New York City’s Dizzy Bats will be making ‘90s-style pop punk until they die. Their latest release is just that, a three-song EP of ‘90s-style pop punk titled Until We Die. Much like past releases, it’s got a very ‘90s Green Day sound, though the subject matter and sound have matured a bit. It’s like a young Green Day time-travelled to the future and was now stuck as a millenial in New York City, missing out on the more political path they went down in our timeline. Until We Die is like past Dizzy Bats releases still covers things that most 20-something millennials are going through, but now those millennials may have the idea of settling down on their minds (plus the crippling anxiety that leads to insomnia and the inability to get on a subway.) There’s less about partying, and heck, isn’t that the case for all of us aging millenials?

The Dizzy Bats’ current lineup is a standard pop-punk foursome with Connor Frost providing vocals and guitar, Dave Ma providing vocals and bass, Jared Sochinsky on guitar, and Derek Swink on drums. There’s more detail on the guitar work this time around. The first single, “Until We Die,” is slowed down, letting the guitar echo. “Count My Sheep” is frantic and fun. “With You I’m Dead” is somewhere in the middle, quick and charming.

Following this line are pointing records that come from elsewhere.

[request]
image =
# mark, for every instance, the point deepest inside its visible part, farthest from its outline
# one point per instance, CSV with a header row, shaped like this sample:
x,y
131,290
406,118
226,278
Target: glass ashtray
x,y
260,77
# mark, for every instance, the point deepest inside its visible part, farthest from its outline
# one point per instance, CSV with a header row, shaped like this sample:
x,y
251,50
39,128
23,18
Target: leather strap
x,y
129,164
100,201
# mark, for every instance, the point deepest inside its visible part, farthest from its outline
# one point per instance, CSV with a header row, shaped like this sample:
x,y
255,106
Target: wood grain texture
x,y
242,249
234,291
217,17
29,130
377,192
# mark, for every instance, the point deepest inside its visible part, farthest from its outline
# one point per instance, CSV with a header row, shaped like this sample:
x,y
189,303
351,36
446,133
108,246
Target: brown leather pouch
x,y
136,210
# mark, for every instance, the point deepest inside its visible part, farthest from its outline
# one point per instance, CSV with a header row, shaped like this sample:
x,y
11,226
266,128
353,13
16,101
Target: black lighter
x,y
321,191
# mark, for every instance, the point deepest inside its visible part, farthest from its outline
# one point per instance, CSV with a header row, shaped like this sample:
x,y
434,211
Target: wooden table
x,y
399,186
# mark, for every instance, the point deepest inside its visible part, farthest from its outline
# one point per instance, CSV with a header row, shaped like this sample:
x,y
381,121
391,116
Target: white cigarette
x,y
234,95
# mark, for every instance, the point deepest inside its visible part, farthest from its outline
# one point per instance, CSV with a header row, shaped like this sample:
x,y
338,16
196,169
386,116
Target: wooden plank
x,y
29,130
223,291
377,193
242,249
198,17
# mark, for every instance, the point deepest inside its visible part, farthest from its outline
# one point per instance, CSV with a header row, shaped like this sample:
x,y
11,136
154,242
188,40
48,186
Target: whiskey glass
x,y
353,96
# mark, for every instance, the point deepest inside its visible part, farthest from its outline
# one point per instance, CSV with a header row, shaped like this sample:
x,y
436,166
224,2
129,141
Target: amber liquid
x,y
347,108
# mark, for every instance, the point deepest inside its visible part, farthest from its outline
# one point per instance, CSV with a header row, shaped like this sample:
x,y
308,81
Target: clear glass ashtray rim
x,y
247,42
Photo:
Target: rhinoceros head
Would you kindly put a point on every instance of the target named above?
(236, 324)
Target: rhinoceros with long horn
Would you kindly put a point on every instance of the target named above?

Despite clinging to the ‘90s pop punk of their youth, there’s a new maturity to Dizzy Bats’s lyrics. They’re still pining over a girl who’s out of their league on “With You I’m Dead,” but keep it more grown-up than other pop-punk singles on the same subject. The lyrics are filled with enough self-deprecating humor to keep it from being a whiny Simple Plan song and they’re clever enough to avoid the potty jokes of early Blink-182. Lines like “You’re a ten and I’m just a Chinese six, what a masochist” keep it at just the right humor level. “Until We Die” covers the idea of settling down, pouring out the alcohol, putting down the weed, and signing a lease. Actually, it seems to be counting down to all of that – they claim they still won’t go to sleep until they’re dead, but little do they know that that countdown will soon bring them to the threat of multi-day hangovers as punishment for one night of drinking. Soon the countdown will tick down to 9 pm bedtimes and orthopedic shoes. “Count My Sheep” is a bit more frantic, mentioning some major anxieties – more than the usual millennial crises, like being preoccupied with death and illness. Despite the subject matter, it’s so quick that it stays fun.

Dizzy Bats are always good for a quick hit of ‘90s nostalgia and this little collection is their strongest release to date. With only three songs, there is no filler. Millennials, send yourselves back to high school with the sound, but stay in the present with the humor.